Today, receiver parameters are effectively simply prepended to the parameter list. This was convenient when Go only had method expressions (i.e., expressions like T.M, where T is a type), because the same function code could be used for both method calls and method expressions.
However, Go later added method values (i.e., expressions like x.M, where x is a value), which require generating wrapper functions and also requires rather complex trampoline code within package reflect. This complexity is needed to adapt between the function closure calling convention (which passes the closure pointer using a dedicated context register) and the method calling convention (which passes receivers using a regular parameter).
If we change the internal calling convention so that receiver arguments are passed using the context register too, then we'd be able to avoid generating method value wrappers. We'd instead need just a single simple, universal wrapper, which could be used by both the compiler and package reflect. (For methods with non-pointer-shaped receivers, we would wrap the interface-calling-convention wrapper for the method, which always uses a pointer-shaped receiver parameter.)

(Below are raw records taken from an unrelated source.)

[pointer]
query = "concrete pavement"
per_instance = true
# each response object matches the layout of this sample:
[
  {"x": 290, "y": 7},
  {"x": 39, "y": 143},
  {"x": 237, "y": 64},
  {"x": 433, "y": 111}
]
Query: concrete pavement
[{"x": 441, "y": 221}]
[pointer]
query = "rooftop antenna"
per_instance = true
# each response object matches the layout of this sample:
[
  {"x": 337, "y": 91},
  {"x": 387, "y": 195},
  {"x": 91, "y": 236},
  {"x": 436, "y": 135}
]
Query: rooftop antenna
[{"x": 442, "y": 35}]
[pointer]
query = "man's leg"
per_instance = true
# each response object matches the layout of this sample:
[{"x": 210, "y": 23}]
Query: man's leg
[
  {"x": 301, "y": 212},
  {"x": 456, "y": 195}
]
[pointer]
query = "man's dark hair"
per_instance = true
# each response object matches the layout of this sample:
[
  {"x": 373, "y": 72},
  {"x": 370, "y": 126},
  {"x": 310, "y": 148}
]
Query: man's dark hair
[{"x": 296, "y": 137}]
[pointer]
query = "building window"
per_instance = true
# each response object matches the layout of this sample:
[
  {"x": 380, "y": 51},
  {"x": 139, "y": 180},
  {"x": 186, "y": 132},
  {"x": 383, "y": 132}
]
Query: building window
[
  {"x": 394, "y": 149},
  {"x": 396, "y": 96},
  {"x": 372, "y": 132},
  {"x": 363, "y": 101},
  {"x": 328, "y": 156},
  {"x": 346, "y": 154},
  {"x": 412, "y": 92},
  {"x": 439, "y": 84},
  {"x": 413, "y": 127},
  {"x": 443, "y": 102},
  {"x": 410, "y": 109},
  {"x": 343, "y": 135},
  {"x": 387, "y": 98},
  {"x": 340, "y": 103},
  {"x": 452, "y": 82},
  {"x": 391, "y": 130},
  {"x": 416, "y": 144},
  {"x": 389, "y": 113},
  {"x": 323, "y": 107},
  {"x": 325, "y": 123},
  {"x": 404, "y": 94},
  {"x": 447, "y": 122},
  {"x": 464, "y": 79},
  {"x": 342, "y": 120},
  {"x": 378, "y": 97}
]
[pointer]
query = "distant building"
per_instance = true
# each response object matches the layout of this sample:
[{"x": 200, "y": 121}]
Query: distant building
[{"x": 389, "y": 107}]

Another benefit (pointed out by @dr2chase) is this would free up an extra register for passing arguments to pointer-receiver methods.

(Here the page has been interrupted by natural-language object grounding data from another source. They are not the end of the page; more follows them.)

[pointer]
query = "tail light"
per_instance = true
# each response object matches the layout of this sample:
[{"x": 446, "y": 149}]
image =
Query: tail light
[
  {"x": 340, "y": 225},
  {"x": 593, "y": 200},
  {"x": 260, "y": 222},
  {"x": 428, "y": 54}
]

The only downside I see at the moment is that method expressions for pointer-shaped receiver types (e.g., (*T).M) would now need compiler-generated wrappers instead. However, the mitigating factors here are: (1) method expressions can only appear in source so we can always statically generate them (unlike for method values); (2) method expressions seem much less commonly used than method values (caveat: based on my anecdotal experience); and (3) it would be easy to reuse wrappers for methods with the same GC shape.
Since we're in the 1.18 freeze and there hasn't been any movement here, I'm going to place this in the backlog. IIUC this is still something we'd like to do, but unless anyone explicitly plans on working on it for next release, I'm reluctant to put it in the 1.19 milestone.